Gaming is, first and foremost, about balance. If a game is too hard, players
get discouraged and give up. Too easy and there is no satisfaction in winning.
This is not a secret. Every game developer knows it, and many game enthusiasts
are acquainted with the subject once they start to investigate the question of
"why" they enjoy a specific game so much.

The trouble with free-to-play is that our wallets end up on the balance scale.
How hard, or easy, the game is depends upon how much I'm willing to pump in to
this little game. They make the game too hard to play without paying anything,
but once you open your wallet, things can easily get way to effortless.

In order to develop truly _great_ games, the developer needs to control the
difficulty. I'd rather not have to guess just how much I should pay them in
order to get the best experience.

------
wlesieutre
I think Free to Play, while a nice idea, is somewhat misled. The end goal of a
project like this has to be breaking even or making a profit, and if the free
version is set up to be good enough to play long-term you're not going to
convert as many to sales.

It used to be that these "free versions" were billed as demos, with the
implication that you try it out for 30 days, a chapter of the story, or
whatever the developer chose to limit. And after you get through that, you buy
the game to keep playing.
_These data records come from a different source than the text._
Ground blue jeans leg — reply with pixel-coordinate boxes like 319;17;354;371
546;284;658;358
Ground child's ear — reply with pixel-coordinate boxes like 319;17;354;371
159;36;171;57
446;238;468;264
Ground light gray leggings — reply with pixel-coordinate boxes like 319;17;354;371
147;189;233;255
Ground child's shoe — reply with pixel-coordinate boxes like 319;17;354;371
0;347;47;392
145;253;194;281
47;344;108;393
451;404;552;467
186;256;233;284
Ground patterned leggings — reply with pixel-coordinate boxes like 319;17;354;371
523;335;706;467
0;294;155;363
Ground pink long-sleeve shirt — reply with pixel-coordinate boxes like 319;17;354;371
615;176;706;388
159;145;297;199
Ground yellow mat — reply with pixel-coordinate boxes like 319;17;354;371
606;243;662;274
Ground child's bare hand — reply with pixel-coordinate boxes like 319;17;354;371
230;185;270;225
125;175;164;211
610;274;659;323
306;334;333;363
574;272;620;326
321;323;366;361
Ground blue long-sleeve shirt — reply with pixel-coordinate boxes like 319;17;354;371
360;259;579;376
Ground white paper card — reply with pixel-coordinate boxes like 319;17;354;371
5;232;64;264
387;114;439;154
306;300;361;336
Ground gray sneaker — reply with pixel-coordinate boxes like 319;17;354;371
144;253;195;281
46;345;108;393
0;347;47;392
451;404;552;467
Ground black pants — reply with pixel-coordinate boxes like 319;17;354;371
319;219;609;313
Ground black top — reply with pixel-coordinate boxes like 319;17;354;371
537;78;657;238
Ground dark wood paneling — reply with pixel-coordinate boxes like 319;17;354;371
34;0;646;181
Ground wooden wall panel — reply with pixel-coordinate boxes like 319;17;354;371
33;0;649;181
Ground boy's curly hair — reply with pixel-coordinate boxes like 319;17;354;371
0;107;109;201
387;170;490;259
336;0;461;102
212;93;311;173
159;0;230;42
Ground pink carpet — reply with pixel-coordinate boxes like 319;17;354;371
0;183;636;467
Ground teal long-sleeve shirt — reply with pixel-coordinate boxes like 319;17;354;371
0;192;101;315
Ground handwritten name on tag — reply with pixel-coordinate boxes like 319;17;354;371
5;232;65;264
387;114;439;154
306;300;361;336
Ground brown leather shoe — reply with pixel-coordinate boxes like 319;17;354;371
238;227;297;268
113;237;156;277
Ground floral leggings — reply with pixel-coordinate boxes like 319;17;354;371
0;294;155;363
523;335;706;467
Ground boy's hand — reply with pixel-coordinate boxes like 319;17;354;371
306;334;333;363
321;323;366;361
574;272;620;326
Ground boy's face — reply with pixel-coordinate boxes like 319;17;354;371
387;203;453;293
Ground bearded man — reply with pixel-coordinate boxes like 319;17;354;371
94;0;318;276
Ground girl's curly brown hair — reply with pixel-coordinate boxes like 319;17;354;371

Giving away 90% of the product and hoping people
want the extra 10% enough to pay $15 for it doesn't seem sustainable.

I especially hate this in competitive multiplayer games (looking at you,
Tribes: Ascend), where you're absolutely at a disadvantage if you haven't
bought stuff or invested a _huge_ amount of time. I'd rather have the type of
demo we used to get in games like Unreal Tournament, where you have the
complete gameplay experience but only have one or two maps to play on.

------
Codhisattva
Title suggestion "Outwitters Outwits One Man Left".

------
herval
A lot of hater comments on the article, most bashing the IAP model. I wonder
what would be a proper/good model, given the volatility of the platform (no
one plays the same game for long) and the average low price...

Random thoughts anyone?

------
marknutter
Flagged for the incredibly misleading title.